Why does the SIP URL begin with "SIP://" when no hierarchical namespace
(authority) is being defined? The correct format would be "SIP:".

Why do short SIP URLs have a production for port but full SIP URLs do not?

There is a draft out on how to create telephone URLs
(http://www.ietf.org/internet-drafts/draft-antti-telephony-url-04.txt). I
would suggest carefully reviewing it and thinking of revising your own phone
production based on the extensive information provided in the draft.

Your hostnumber production does not support IPv6

No production is given for password

I honestly don't grok the headers production. What is the huge quote
enclosed space for?

I searched [19], I can't find any reference to urlc.

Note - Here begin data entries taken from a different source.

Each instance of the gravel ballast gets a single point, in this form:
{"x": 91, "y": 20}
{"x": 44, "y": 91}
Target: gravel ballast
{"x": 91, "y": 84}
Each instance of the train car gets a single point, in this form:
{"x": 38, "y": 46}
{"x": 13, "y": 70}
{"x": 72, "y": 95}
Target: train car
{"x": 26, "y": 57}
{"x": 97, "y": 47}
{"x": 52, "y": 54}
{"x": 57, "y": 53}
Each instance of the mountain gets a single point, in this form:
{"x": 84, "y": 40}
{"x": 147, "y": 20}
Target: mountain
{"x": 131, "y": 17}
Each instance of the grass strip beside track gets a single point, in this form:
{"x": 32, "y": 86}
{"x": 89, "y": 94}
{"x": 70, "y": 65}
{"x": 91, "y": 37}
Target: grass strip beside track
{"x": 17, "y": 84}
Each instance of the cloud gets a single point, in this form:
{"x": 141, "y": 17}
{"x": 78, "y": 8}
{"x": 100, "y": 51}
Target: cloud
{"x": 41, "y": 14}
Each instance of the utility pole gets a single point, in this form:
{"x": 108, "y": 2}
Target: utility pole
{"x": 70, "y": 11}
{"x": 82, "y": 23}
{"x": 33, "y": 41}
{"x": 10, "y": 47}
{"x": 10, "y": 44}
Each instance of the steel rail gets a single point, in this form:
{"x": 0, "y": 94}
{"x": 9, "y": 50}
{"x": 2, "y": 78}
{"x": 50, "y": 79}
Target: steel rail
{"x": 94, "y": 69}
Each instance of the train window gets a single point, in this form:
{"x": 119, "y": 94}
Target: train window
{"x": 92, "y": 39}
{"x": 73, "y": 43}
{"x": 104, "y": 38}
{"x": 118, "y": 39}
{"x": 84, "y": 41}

While it is true that the short form SIP URL can be used unambiguously it is
a general principal of protocol design to never provide two ways of doing
the exact same thing. This just leaves more room for screw ups. I would
strongly urge the group to reconsider the wisdom of saving 4 bytes (assuming
the groups uses SIP:) at the cost of increasing complexity.

5.5 6.18 From

The second sentence of the first paragraph states that "The field MUST be a
SIP URL..." but then the first sentence of the second paragraph states "The
>From field is a URI..." which the BNF backs up. The two sentences contradict
each other.

5.6 6.38.3 Syntax

What rx parameter? I suspect you mean "received" parameter. Either that or
"rx" is the short form of received, in which case it needs to be added to
the BNF.

5.7 6.39 Warning

The BNF for the warn-code is 2DIGIT but you use a four digit with a "."
warning format because of your desire to use 606 warnings. I would suggest
that this is an inappropriate use of the warning header. Instead your should
introduce new 6xx codes to cover what you now call warnings. Regardless of
the outcome, either the examples must change or the BNF production for
warn-code in 6.39 must be changed.

5.8 10 SIP Transport

Um.. what is the story with section 10 & 11? It looks like some kind of
editing error.

5.9 14.1.2 The Authorization Request Header

Shouldn't signed-by just be a URI? Why does it have to be a SIP-URL?